Basketball, one of the most fascinating game sports, has evolved vastly over the years. It is now a game of strength, power, stamina and mental capability. If you are skilled, faster and stronger then you will definitely shine among other players.

Your stability will provide you performance advantages on the court. Utilizing your strength and power, you can easily shoot higher and better than your opponent letting you scores more for your team.

Now, to gear up your basketball game to such level, you need to do certain workouts that will strengthen your muscles used in playing basketball. Since this is a game particularly demanding on the body, the players must remain in their best physical condition to keep up their game.
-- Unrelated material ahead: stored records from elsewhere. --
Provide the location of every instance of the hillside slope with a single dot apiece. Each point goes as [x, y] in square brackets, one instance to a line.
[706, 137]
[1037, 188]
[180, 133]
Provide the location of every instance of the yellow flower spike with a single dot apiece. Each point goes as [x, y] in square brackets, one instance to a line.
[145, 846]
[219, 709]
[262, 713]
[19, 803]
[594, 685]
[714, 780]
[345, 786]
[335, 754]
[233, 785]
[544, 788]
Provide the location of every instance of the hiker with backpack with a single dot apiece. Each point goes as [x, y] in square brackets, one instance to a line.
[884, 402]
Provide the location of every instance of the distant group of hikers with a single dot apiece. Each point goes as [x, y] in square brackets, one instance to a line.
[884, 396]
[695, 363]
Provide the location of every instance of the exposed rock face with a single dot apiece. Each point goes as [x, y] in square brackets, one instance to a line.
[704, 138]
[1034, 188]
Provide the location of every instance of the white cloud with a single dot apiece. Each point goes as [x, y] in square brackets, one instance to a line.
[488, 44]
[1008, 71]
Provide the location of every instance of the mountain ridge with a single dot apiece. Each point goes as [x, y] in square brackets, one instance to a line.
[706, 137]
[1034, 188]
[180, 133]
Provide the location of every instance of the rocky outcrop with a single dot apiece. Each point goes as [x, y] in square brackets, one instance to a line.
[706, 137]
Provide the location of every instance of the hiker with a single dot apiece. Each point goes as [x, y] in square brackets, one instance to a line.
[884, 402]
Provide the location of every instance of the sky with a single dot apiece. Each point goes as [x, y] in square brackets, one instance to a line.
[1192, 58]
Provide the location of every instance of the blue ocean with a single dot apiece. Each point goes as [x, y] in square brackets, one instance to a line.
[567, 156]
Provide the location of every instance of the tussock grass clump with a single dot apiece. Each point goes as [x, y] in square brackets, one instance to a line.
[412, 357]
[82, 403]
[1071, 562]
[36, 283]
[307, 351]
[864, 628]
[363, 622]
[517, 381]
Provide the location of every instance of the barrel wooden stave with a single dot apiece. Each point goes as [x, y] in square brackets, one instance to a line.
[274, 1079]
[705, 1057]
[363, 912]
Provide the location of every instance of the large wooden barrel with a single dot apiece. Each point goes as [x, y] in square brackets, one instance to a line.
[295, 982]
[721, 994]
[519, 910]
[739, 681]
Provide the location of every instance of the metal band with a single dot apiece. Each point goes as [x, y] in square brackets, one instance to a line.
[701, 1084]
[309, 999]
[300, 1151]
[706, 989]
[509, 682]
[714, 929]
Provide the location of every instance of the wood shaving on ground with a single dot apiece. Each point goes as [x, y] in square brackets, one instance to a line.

Here are the 10 workouts which will help you to keep in playing shape and build the foundational skills required to become an elite player.

1.   Strength Training:

An important aspect of basketball fitness is strength. To enhance it, begin your full body workout along with weight training. This will develop your muscular strength.

2.   Deadlift:

The deadlift is a great exercise to strengthen the legs, hips and low back. It strengthens the posterior chain including hamstrings, quads, glutes and thighs.

3.   Front Squats:

This workout will strengthen the leg muscles, quads and glutes.It will straighten your posture and when weight is held in front of your body, it strengthens your core.

4.   Clean High Pull:

The clean high pull is an exercise for boosting strength, power, posture, back arch strength and balance. It also improves the carrying capabilities.

5.   Power Lunge:

As a basketball player, you need to explode up and jump as high as possible. So to achieve that powerful jump, power lunge is the exercise that trains you to be more fierceand resilient when chasing rebounds.

6.   Chin Up:

In the game of basketball, you need to have strong pulling strength for motions such as rebound and rough offense. The Chin up is the work out for the muscles to handle such extensions. It also strengthen biceps and upper back.

7.   Rows:

Rows, the upper body workout thatpowers up your grip ability bystrengthening your back, biceps, arm and gripping muscles.

8.   Shoulder Press:

Shoulder strength is crucial if you want to dominate in this game. The stronger your shoulders are, the better you will perform at the game. The work out for strong shoulders is shoulder press. The exercise helps in developing strength and power in the shoulders, upper back, and arms.

9.   Pull Up:

The upper body workout Pull Up’s goal is to develop strength and muscle in the upper back and arms. When the body is suspended by the bar, the muscles extend and build essential back strength.

10.               Barbell Curl:

The Barbell Curl work out is an effective exercise targeting the biceps. It keeps your arms looking jacked and extends your shooting range. Adding a press to it will also train the shoulders.